Google Destinations and Trips It seems that all of these companies are vying to be the one-stop-shop for travel planning. This challenges Google's predominance as the gateway to online travel planning and could jeopardize the monumental revenues it receives for charging toll fees at the gate.

But Google isn't about to go down without a fight. The company recently launched Google Destinations, a mobile travel planning tool that integrates Search, Maps, Flights and Hotels. The company is reportedly preparing to launch Google Trips, a travel planning app like TripIt that integrates data from Google Now, Gmail and Google Calendar.

During Virtuoso in Cape Town in April, Google's partnerships director Dave Pavelko said, "Our goal is to facilitate the transaction. We are reacting to what we've seen in the marketplace, and we are testing more hotel offers to drive more clicks and conversions." (Travel Market Report.)

Hotel Strategies Where do all these changes leave hotels? First, to truly change traveler behavior, all hotels, independent and branded alike, must play their part in fulfilling the promise that the best deals – or comparable deals, at least – are found by booking direct.

At the same time, hotels have never been in a better position to negotiate more favorable terms with OTAs. I would start by insisting that they stop bidding on hotel brand names in search results. A true "partner" would never do that.

Hotels must diversify too to ensure they are not overly dependent on a handful of distribution channels. Explore new options like instant booking on TripAdvisor and Google and Accor's new booking platform for independent hotels. Measure and compare costs on each channel, and allocate resources to the most profitable.

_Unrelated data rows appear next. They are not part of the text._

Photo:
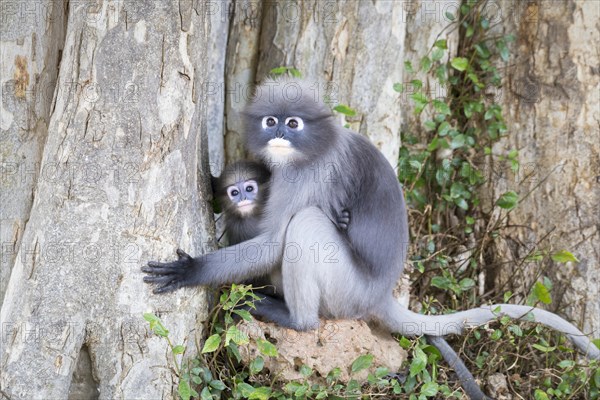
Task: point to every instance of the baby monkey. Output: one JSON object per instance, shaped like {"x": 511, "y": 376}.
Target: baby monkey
{"x": 242, "y": 191}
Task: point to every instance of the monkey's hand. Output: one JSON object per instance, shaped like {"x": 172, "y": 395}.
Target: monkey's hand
{"x": 343, "y": 220}
{"x": 171, "y": 275}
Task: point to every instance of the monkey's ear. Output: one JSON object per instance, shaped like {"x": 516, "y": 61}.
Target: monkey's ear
{"x": 214, "y": 184}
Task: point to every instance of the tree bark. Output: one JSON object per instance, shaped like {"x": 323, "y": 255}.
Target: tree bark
{"x": 118, "y": 188}
{"x": 356, "y": 46}
{"x": 32, "y": 40}
{"x": 551, "y": 101}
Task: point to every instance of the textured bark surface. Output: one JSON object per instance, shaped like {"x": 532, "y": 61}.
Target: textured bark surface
{"x": 355, "y": 45}
{"x": 120, "y": 188}
{"x": 242, "y": 54}
{"x": 551, "y": 98}
{"x": 32, "y": 39}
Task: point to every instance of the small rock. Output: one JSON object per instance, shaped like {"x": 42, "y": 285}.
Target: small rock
{"x": 336, "y": 343}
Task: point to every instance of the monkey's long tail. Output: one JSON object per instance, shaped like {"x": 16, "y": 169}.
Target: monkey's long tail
{"x": 401, "y": 320}
{"x": 464, "y": 375}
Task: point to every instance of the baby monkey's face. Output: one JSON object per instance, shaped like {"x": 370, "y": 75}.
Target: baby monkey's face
{"x": 243, "y": 196}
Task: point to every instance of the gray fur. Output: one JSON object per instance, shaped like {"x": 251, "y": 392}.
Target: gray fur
{"x": 240, "y": 227}
{"x": 303, "y": 203}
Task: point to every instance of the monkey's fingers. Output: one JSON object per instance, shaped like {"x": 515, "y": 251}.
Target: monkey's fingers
{"x": 183, "y": 255}
{"x": 160, "y": 269}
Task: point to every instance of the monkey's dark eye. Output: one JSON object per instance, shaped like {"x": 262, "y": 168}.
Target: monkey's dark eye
{"x": 269, "y": 122}
{"x": 295, "y": 123}
{"x": 251, "y": 186}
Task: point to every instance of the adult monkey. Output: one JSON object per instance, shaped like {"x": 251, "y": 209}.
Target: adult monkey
{"x": 242, "y": 190}
{"x": 295, "y": 133}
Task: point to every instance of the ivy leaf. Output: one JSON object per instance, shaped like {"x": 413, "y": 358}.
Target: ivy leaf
{"x": 542, "y": 293}
{"x": 419, "y": 362}
{"x": 257, "y": 365}
{"x": 459, "y": 63}
{"x": 212, "y": 343}
{"x": 564, "y": 256}
{"x": 362, "y": 362}
{"x": 344, "y": 109}
{"x": 425, "y": 64}
{"x": 184, "y": 389}
{"x": 266, "y": 348}
{"x": 508, "y": 200}
{"x": 441, "y": 44}
{"x": 429, "y": 389}
{"x": 238, "y": 337}
{"x": 540, "y": 395}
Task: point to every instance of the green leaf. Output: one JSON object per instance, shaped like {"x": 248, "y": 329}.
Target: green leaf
{"x": 344, "y": 109}
{"x": 156, "y": 325}
{"x": 257, "y": 365}
{"x": 217, "y": 384}
{"x": 206, "y": 394}
{"x": 244, "y": 389}
{"x": 184, "y": 389}
{"x": 564, "y": 256}
{"x": 419, "y": 362}
{"x": 212, "y": 343}
{"x": 237, "y": 336}
{"x": 429, "y": 389}
{"x": 441, "y": 107}
{"x": 266, "y": 348}
{"x": 441, "y": 44}
{"x": 430, "y": 125}
{"x": 278, "y": 71}
{"x": 459, "y": 63}
{"x": 564, "y": 364}
{"x": 508, "y": 200}
{"x": 305, "y": 371}
{"x": 544, "y": 349}
{"x": 245, "y": 314}
{"x": 542, "y": 293}
{"x": 261, "y": 393}
{"x": 362, "y": 362}
{"x": 443, "y": 128}
{"x": 425, "y": 64}
{"x": 466, "y": 283}
{"x": 398, "y": 87}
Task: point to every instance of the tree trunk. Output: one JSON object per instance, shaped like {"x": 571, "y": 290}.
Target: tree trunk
{"x": 551, "y": 101}
{"x": 32, "y": 40}
{"x": 118, "y": 188}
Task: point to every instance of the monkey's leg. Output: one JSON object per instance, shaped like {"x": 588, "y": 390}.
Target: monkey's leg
{"x": 319, "y": 276}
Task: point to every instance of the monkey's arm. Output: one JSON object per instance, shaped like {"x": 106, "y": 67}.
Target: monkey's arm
{"x": 343, "y": 219}
{"x": 255, "y": 257}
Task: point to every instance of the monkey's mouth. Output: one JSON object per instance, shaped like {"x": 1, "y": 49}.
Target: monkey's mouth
{"x": 245, "y": 206}
{"x": 279, "y": 147}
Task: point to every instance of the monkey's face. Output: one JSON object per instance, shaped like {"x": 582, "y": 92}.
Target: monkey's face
{"x": 286, "y": 122}
{"x": 243, "y": 196}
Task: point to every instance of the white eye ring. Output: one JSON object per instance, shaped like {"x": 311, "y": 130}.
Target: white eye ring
{"x": 265, "y": 119}
{"x": 298, "y": 120}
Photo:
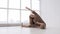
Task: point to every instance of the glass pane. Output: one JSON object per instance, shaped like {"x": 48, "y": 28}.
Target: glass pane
{"x": 3, "y": 3}
{"x": 14, "y": 16}
{"x": 3, "y": 16}
{"x": 25, "y": 16}
{"x": 35, "y": 5}
{"x": 14, "y": 4}
{"x": 25, "y": 3}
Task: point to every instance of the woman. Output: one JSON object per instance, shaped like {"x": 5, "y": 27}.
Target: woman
{"x": 35, "y": 20}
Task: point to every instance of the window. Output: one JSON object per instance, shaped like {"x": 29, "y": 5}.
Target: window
{"x": 14, "y": 11}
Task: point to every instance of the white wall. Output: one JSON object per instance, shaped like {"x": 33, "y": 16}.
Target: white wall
{"x": 50, "y": 12}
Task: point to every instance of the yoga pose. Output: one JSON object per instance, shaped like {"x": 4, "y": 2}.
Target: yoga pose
{"x": 35, "y": 20}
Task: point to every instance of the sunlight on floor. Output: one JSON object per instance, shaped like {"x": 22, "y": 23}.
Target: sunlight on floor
{"x": 22, "y": 30}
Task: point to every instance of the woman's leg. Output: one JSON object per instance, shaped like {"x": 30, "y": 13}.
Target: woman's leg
{"x": 41, "y": 25}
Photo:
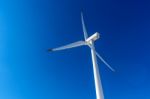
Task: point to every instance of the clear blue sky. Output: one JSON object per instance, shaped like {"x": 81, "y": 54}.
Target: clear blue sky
{"x": 29, "y": 27}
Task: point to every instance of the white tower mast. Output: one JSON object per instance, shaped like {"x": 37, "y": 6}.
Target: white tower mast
{"x": 89, "y": 41}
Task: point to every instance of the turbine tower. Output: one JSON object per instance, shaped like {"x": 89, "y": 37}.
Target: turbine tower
{"x": 89, "y": 41}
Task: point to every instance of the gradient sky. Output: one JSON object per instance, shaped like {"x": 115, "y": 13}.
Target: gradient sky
{"x": 29, "y": 27}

Oh, and if you haven't stayed at an Airbnb yet, do it. Only by experiencing firsthand Airbnb's slick user experience, two-way feedback system and value proposition will you truly understand what it will take to compete.

Above all, hotels should focus on the one area where the big players can't compete: guest service. Online travel companies spend their money on advertising and technology; they're not interested in customer service because it can't be scaled or monetized—though some are looking for ways to automate it.

Better service creates closer relationships with guests, leading to greater loyalty, advocacy, direct bookings and profitable relationships. This is the combination that will help hotels be successful regardless of the battles taking place among the giants in the industry.